Material Adverse Effect ” means (a) when used with respect to Company, a result or consequence that would materially adversely affect, individually or taken as a whole, the condition (financial or otherwise), results of operations or business of Company or the aggregate value of Company’s assets, would materially impair the ability of Company to own, hold, develop and operate its assets, or would impair Company’s ability to perform its obligations hereunder or consummate the transactions contemplated hereby or prevent or materially delay the performance of this Agreement; and (b) when used with respect to Purchaser, a result or consequence that would materially adversely affect its ability to perform its obligations hereunder or consummate the transactions contemplated hereby or prevent or materially delay the performance of this Agreement.

Material Agreement ” means any written or oral agreement, contract, commitment, or understanding to which a Person is a party, by which such Person is directly or indirectly bound, or to which any assets of such Person may be subject, involving consideration with a total value in excess of $50,000 (i) which is not cancelable by such Person upon notice of thirty (30) days or less without liability for further payment other than nominal penalty, (ii) pursuant to which such Person acquires any material portion of the equipment, raw materials, supplies or services used or consumed by such Person in the operation of its business (unless such equipment, raw materials, supplies or services are readily available to such Person from other sources on comparable terms), (iii) pursuant to which such Person derives any material part of its revenues, (iv) to perform drilling services or workover services, or (v) which is otherwise material to operations or assets of the Company.

Merger ” has the meaning specified in Recital B.

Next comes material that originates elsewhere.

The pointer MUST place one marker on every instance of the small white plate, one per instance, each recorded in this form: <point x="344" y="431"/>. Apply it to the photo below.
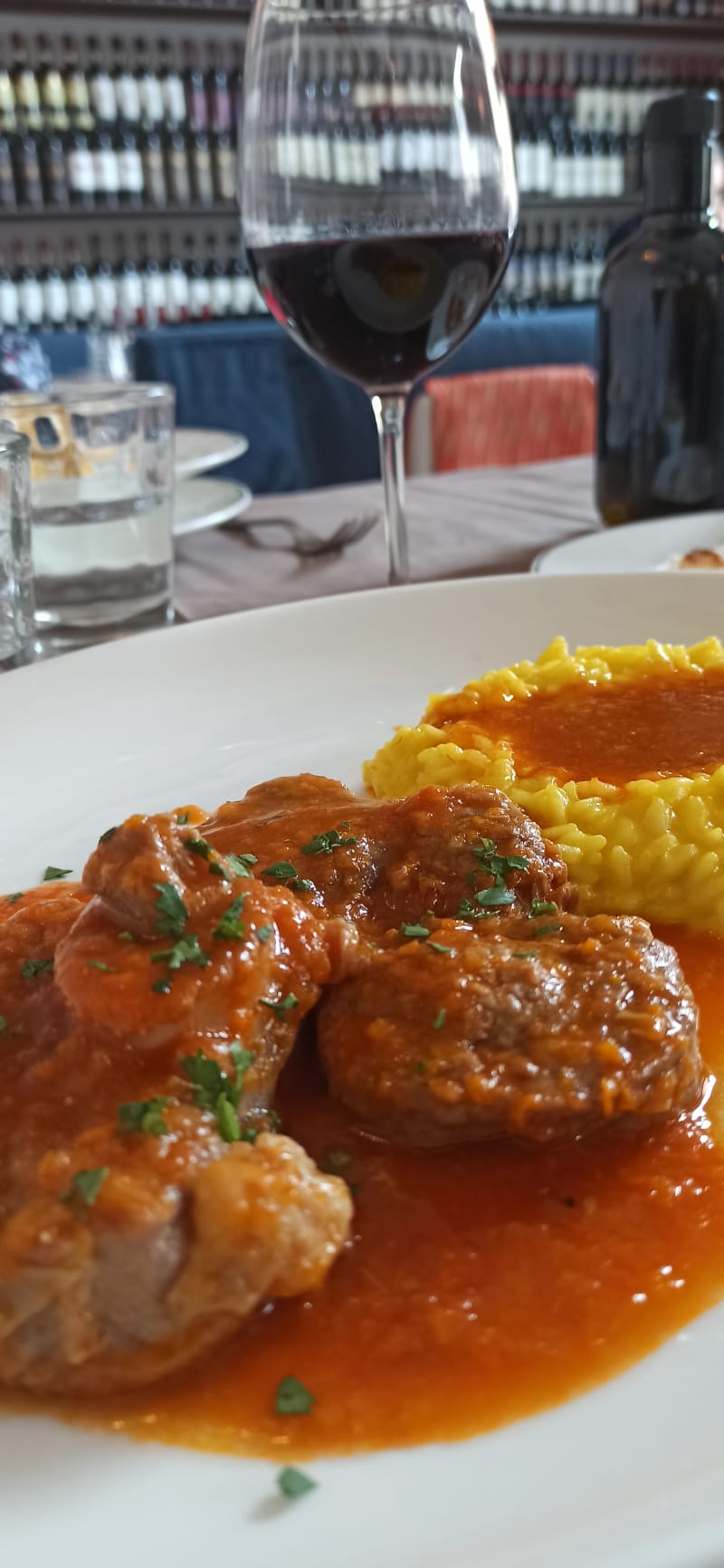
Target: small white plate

Merger Consideration ” has the meaning specified in Section 2.4.

Merger Sub ” has the meaning set forth in the introductory paragraph of this Agreement.

 

6


Merger Value ” has the meaning set forth in Section 2.4.

Party(ies) ” has the meaning set forth in the introductory paragraph of this Agreement.

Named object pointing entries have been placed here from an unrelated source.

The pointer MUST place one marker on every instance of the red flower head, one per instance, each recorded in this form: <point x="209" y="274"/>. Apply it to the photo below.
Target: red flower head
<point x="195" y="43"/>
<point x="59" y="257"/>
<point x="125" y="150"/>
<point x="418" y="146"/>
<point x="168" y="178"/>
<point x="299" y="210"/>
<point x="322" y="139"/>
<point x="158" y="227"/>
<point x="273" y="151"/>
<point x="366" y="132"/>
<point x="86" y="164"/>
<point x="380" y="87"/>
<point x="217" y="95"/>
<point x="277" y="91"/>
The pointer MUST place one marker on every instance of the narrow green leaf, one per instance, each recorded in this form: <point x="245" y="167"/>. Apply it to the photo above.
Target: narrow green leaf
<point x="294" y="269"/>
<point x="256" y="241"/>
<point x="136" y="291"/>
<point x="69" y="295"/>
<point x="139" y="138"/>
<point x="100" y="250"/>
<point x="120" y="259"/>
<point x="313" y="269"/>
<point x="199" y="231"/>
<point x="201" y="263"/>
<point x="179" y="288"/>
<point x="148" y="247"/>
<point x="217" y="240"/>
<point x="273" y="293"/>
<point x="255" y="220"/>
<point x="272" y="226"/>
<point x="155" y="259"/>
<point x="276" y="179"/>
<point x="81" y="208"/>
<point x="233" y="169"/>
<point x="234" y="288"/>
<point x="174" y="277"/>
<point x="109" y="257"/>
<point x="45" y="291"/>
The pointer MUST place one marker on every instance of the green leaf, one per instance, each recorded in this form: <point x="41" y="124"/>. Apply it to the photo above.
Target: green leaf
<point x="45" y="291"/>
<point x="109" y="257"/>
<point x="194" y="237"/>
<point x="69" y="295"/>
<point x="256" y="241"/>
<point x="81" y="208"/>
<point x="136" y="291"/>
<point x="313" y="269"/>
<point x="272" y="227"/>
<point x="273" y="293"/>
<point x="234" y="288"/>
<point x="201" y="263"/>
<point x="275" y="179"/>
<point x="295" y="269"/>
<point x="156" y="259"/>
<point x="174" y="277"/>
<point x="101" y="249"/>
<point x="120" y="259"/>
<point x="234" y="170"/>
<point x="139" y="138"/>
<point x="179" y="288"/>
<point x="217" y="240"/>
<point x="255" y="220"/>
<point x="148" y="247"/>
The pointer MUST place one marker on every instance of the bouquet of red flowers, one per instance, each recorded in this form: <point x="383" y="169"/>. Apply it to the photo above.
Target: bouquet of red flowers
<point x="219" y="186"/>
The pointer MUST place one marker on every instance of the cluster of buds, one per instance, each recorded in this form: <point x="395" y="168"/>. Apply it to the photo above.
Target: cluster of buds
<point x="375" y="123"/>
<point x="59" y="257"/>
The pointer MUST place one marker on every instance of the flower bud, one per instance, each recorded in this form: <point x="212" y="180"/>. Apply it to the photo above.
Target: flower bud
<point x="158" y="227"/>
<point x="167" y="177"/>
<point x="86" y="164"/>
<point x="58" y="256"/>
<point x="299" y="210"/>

Person ” means any natural person, corporation, company, limited or general partnership, joint stock company, joint venture, association, limited liability company, limited liability partnership, trust, bank, trust company, land trust, business trust or other entity or organization, whether or not a Governmental Authority.

Purchaser ” has the meaning set forth in the introductory paragraph of this Agreement. For clarification, the term “Purchaser” is used in this Agreement simply for convenience. Under no circumstances shall the term “Purchaser” be used to refer to a sale or taxable transaction.

Purchaser Common Stock ” means the common stock of the Purchaser.

Purchaser Confidential Information ” means any information concerning the businesses and affairs of Purchaser and its subsidiaries that is not already generally available to the public.

Purchaser Disclosure Schedule ” means the Purchaser Disclosure Schedule attached hereto.

Purchaser Representative ” means any director, officer, employee, agent, advisor (including legal, accounting and financial advisors), Affiliate or other representative of Purchaser or its subsidiaries.

Responsible Officer ” means, with respect to any corporation, the Chief Executive Officer, President, Chief Operating Officer, Chief Financial Officer or any Vice President of such corporation.

Securities Act ” means the Securities Act of 1933, as amended.

SEC” has the meaning set forth in Section 2.4.2.

Seller Disclosure Schedule ” means the Seller Disclosure Schedule attached hereto and any documents listed on such Seller Disclosure Schedule and expressly incorporated therein by reference.

Snell ” has the meaning set forth in the introductory paragraph hereto.

Snell Charitable Trust ” has the meaning set forth in the introductory paragraph hereto.

 

7


Snell Charitable Trust Subscription Agreement ” means a subscription agreement to be completed and executed by Snell Charitable Trust and Purchaser at Closing in a form to be agreed upon by the Parties.

Snell Family Trust ” has the meaning set forth in the introductory paragraph hereto.

Snell Family Trust Subscription Agreement ” means a subscription agreement to be completed and executed by Snell Family Trust and Purchaser at Closing in a form to be agreed upon by the Parties.

Snell Revocable Trust ” has the meaning set forth in the introductory paragraph hereto.

Snell Revocable Trust Subscription Agreement ” means a subscription agreement to be completed and executed by Snell Revocable Trust and Purchaser at Closing in a form to be agreed upon by the Parties.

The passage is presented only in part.